Alparslan Bayraktar, Turkish Minister of Energy and Natural Resources, said: "We need nuclear energy to meet Turkey’s growing energy demand and achieve the goal of zero emissions by 2053. The Akkuyu NPP project is one of the largest projects in our country ... Turkey and Russia are working on this project as a single team with all stakeholders."
Alexey Likhachev, director general of Rosatom, said: "2024 has become a year of not only serious challenges but also great achievements for the Akkuyu NPP. We have witnessed one of the key events at the site - the completion of the turbine installation. This is a necessary step on the long road to launching the power unit. We will continue to make every effort to ensure that the first nuclear power unit starts operating in Turkey in the near future. It will provide millions of consumers with stable low-carbon energy."
In a report on the event, Russia's Tass news agency quoted Likhachev as saying that the progress on the turbine for the first unit at Akkuyu had been achieved despite problems caused by the impact of sanctions on supplier agreements with Germany's Siemens. This had led to a change in the supply chain: "We leveraged our competitive advantage because no other organisation has the experience we do in integrating elements of international projects ... we turned to our Chinese friends, who extended a helping hand to us," Tass reported Likhachev as saying.
The background
Akkuyu, in the southern Mersin province, is Turkey's first nuclear power plant. Rosatom is building four VVER-1200 reactors, under a so-called BOO (build-own-operate) model. According to the terms of the 2010 Intergovernmental Agreement between the Russian Federation and the Republic of Turkey, the commissioning of the first power unit of the nuclear power plant must take place within seven years from receipt of all permits for the construction of the unit.
The licence for the construction of the first unit was issued in 2018, with construction work beginning that year.

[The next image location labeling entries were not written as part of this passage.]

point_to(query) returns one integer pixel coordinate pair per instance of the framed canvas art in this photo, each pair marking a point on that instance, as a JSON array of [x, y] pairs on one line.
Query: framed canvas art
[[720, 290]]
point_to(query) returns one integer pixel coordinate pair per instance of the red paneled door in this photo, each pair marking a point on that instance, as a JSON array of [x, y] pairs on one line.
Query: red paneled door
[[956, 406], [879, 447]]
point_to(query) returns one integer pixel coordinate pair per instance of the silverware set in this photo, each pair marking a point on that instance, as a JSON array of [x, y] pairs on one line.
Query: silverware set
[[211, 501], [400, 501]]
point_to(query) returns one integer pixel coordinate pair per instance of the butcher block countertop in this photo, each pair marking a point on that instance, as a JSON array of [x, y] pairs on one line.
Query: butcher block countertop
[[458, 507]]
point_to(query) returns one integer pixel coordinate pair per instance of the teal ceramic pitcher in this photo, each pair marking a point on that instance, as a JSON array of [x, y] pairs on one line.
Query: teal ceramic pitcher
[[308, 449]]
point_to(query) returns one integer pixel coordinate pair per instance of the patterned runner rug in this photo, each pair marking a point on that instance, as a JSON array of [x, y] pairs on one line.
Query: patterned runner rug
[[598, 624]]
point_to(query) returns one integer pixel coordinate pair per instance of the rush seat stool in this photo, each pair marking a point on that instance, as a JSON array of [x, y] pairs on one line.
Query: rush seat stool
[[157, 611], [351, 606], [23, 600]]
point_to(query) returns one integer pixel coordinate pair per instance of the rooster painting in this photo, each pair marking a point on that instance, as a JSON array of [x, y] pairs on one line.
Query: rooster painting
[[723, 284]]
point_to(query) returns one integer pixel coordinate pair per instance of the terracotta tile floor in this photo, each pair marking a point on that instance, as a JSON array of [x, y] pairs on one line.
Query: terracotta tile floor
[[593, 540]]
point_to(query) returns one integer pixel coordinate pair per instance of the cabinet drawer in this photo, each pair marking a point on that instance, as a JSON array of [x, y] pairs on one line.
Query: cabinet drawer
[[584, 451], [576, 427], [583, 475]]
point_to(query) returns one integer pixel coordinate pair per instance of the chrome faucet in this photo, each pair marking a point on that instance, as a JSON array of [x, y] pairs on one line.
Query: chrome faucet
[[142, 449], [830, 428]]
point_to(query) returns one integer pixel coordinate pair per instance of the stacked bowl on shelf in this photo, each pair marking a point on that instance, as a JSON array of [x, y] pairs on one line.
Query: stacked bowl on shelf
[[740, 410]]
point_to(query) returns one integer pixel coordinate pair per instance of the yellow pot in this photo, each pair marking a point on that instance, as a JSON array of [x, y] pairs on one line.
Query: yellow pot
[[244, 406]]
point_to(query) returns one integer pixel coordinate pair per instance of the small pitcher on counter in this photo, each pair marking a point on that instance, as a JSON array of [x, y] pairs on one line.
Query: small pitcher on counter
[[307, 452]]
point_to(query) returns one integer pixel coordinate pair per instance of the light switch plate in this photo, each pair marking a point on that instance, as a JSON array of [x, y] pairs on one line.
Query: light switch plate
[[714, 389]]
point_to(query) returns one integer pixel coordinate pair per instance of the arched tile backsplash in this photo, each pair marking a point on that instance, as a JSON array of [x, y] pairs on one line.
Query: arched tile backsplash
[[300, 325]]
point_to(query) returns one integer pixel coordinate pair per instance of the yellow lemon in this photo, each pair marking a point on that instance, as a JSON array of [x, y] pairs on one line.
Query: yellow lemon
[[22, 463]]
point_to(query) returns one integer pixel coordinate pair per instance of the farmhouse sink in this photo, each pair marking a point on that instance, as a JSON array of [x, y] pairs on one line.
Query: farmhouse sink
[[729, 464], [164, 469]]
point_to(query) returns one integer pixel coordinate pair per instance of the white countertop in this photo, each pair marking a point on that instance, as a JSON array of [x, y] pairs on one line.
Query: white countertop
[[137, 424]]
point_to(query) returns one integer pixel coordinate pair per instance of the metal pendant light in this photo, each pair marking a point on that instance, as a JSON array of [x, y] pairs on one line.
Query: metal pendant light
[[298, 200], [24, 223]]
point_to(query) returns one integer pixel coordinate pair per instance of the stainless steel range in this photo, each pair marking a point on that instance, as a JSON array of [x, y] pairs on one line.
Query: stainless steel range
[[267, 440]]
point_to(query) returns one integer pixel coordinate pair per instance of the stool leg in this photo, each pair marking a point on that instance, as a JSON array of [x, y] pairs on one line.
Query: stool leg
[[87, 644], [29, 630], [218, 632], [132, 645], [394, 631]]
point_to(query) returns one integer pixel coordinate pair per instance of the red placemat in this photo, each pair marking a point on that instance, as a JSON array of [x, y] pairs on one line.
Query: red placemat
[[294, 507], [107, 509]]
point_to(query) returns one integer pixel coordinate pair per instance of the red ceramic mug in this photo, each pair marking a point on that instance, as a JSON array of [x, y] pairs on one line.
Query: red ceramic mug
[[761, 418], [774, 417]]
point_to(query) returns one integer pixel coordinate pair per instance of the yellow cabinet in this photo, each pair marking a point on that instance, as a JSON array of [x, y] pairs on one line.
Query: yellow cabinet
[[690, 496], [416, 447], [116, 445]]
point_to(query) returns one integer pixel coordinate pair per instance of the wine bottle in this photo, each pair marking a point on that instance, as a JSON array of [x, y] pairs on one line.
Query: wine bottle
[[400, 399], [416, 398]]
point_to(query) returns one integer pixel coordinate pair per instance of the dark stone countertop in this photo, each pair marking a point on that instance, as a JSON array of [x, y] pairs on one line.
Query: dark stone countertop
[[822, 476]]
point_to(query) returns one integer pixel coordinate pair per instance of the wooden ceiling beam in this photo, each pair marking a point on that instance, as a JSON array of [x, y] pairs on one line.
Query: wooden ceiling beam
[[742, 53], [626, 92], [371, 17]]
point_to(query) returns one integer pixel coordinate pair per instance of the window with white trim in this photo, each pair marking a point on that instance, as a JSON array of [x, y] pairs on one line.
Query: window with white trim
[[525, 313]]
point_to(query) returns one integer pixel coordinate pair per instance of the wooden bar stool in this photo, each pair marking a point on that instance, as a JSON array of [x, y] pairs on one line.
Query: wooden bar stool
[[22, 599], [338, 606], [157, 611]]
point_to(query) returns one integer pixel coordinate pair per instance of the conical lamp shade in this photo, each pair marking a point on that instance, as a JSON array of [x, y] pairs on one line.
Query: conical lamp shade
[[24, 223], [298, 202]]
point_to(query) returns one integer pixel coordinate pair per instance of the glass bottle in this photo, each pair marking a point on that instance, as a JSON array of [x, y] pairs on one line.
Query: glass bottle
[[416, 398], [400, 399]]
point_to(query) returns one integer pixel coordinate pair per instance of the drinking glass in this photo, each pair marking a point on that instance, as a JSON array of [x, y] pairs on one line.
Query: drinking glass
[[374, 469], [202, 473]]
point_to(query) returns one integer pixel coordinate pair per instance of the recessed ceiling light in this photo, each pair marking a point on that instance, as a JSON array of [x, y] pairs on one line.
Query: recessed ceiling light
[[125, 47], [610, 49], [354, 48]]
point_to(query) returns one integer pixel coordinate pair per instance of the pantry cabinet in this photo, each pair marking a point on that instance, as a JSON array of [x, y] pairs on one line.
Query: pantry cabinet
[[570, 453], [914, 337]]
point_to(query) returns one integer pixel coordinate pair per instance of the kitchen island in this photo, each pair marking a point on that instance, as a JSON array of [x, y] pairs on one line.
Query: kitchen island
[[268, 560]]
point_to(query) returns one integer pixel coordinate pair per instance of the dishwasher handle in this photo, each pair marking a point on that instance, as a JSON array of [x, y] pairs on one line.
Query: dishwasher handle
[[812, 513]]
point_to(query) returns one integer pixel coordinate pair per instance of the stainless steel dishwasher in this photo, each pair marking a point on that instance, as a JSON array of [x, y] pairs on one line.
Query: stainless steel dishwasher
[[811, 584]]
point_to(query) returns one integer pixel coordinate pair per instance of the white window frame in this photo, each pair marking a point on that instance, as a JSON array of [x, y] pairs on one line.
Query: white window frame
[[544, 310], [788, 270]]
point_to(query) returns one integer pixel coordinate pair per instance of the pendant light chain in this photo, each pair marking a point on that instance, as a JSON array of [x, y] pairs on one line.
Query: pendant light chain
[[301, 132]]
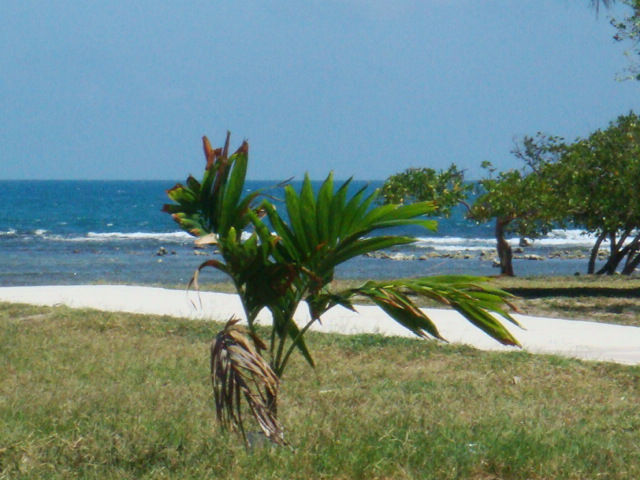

Nuclear fuel was delivered to the site in April 2023. Turkey's Nuclear Regulatory Agency issued permission for the first unit to be commissioned in December, and in February it was announced that the reactor compartment had been prepared for controlled assembly of the reactor - and the generator stator had also been installed in its pre-design position.
The aim is for unit 1 to begin supplying Turkey's energy system in 2025. When the 4800 MWe plant is completed, it is expected to meet about 10% of Turkey's electricity needs, with the aim that all four units will be operational by the end of 2028.